1Circuits and Systems, Delft University of Technology, Delft, Netherlands, 2Centre of Image Sciences, University Medical Centre Utrecht, Utrecht, Netherlands, 3C.J. Gorter Center for High Field MRI, Leiden University Medical Center, Leiden, Netherlands

Synopsis

A new method for reconstructing electrical properties from $$$B_1^+$$$ data based on Maxwell's equations in an E polarized field (found in the midplane of a birdcage coil) is presented. This first-order EPT (foEPT) method uses first order spatial derivatives as opposed to the second order Helmholtz based MR-EPT methods and is thus less susceptible to noise. Furthermore, the method does not rely on any homogeneity assumptions. The method is validated using an in-vivo phantom measurement and compared to an MR-EPT reconstruction. FoEPT conductivity reconstructions show less noise-amplification and less boundary artefacts compared to Helmholtz-based MR-EPT reconstructions.

Introduction

Precise knowledge about the dielectric properties of tissue (conductivity $$$\sigma$$$ and permittivity $$$\varepsilon$$$) is an important prerequisite in many clinical applications. The accurate and efficient reconstruction of these properties from measured $$$B_1^+$$$ data is the main objective of Electrical Properties Tomography (EPT). Over the past decade various EPT methods have been developed, most often based on either the local Helmholtz equation[1-3] or on global integral representations of the RF field.4 Helmholtz-based methods are typically very efficient, but suffer from reconstruction artefacts on tissue interfaces and noise amplification due to the second-order spatial derivatives that act on the $$$B_1^+$$$ data.5 Global methods on the other hand do not suffer from these effects, but are computationally more complex and therefore less efficient.
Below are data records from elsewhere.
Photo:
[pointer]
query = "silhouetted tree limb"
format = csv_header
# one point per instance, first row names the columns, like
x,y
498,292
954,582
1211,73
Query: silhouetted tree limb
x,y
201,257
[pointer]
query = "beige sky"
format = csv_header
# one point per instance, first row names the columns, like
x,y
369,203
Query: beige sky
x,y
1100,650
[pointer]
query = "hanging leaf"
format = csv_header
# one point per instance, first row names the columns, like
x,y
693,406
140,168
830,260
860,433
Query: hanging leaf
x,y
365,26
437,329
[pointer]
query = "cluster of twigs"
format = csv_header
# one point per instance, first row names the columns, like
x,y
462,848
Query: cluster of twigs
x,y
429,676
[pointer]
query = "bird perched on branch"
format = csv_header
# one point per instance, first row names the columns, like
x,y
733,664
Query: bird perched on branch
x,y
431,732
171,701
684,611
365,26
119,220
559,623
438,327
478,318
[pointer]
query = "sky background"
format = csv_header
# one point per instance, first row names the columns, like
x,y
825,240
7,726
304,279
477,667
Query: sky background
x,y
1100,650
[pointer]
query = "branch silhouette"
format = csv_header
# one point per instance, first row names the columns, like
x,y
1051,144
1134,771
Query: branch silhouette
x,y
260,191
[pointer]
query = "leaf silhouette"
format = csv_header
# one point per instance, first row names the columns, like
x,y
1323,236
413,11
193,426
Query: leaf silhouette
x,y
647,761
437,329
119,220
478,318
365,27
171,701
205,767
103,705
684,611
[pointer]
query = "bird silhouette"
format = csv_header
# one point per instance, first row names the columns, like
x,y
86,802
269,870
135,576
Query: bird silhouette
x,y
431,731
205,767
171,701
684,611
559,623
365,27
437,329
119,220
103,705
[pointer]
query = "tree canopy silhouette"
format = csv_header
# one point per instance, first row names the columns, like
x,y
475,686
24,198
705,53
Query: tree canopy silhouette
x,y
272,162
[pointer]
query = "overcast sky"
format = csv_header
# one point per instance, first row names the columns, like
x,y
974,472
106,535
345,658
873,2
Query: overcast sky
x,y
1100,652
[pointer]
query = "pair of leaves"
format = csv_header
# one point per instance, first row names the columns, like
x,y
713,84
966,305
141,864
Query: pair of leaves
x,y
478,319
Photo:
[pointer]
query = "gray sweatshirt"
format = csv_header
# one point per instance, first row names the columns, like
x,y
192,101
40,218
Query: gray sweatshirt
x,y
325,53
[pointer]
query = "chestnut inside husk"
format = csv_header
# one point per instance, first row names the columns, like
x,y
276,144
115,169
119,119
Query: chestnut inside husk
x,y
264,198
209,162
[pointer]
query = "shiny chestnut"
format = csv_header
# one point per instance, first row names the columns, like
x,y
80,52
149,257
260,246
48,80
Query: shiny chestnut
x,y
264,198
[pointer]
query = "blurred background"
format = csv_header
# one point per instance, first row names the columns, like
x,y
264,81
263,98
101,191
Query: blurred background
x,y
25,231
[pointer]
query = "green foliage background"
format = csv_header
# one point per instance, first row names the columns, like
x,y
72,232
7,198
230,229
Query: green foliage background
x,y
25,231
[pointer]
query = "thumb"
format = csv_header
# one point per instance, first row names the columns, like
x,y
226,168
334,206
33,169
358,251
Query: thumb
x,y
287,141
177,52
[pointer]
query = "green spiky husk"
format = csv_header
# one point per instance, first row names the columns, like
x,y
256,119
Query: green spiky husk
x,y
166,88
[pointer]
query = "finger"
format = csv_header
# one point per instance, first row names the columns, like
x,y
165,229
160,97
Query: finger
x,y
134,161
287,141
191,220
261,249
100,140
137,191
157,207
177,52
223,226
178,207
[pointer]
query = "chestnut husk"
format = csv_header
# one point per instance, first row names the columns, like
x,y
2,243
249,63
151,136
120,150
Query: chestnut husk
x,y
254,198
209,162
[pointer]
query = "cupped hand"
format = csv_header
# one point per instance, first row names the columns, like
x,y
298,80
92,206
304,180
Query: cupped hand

We propose a new hybrid reconstruction method dubbed first-order EPT (foEPT) which combines the speed of local methods with the accuracy of global methods for tissue interfaces. It requires the E-polarized field structure in the mid-plane of a birdcage coil6 to do so, and uses a first-order spatial derivative as opposed to the second-order Laplacian operator in Helmholtz-based reconstructions and is, therefore, less sensitive to noise. Furthermore, the method can handle inhomogeneous structures and does not rely on any homogeneity assumptions.

Methods

The method works in two steps. First, the induced currents in the sample are determined from the measured $$$B_1^+$$$ field. In particular, for an RF field with an E-polarized field structure,6 the induced current density follows from the $$$B_1^+$$$ data as

$$J_{\mathrm{ind}} = \frac{2}{\mu_0 \mathrm{j}} (\partial_x - \mathrm{j} \partial_y)B_1^+,$$

where $$$\mu_0$$$ is the background permeability, j is the imaginary unit, and $$$\partial_{x/y}$$$ are the spatial derivatives in the $$$x$$$- and $$$y$$$-directions. Second, we relate this current density to the electric field using the global integral representation

$$E + G\{ E\} = E_{\mathrm{inc}} - G\{J_{\mathrm{ind}}\}\qquad\qquad(1)$$

where $$$G\{\cdot\}$$$ is the electric vector potential and $$$E_{\mathrm{inc}}$$$ is the known electric field in an empty coil, which can be simulated using a realistic coil model.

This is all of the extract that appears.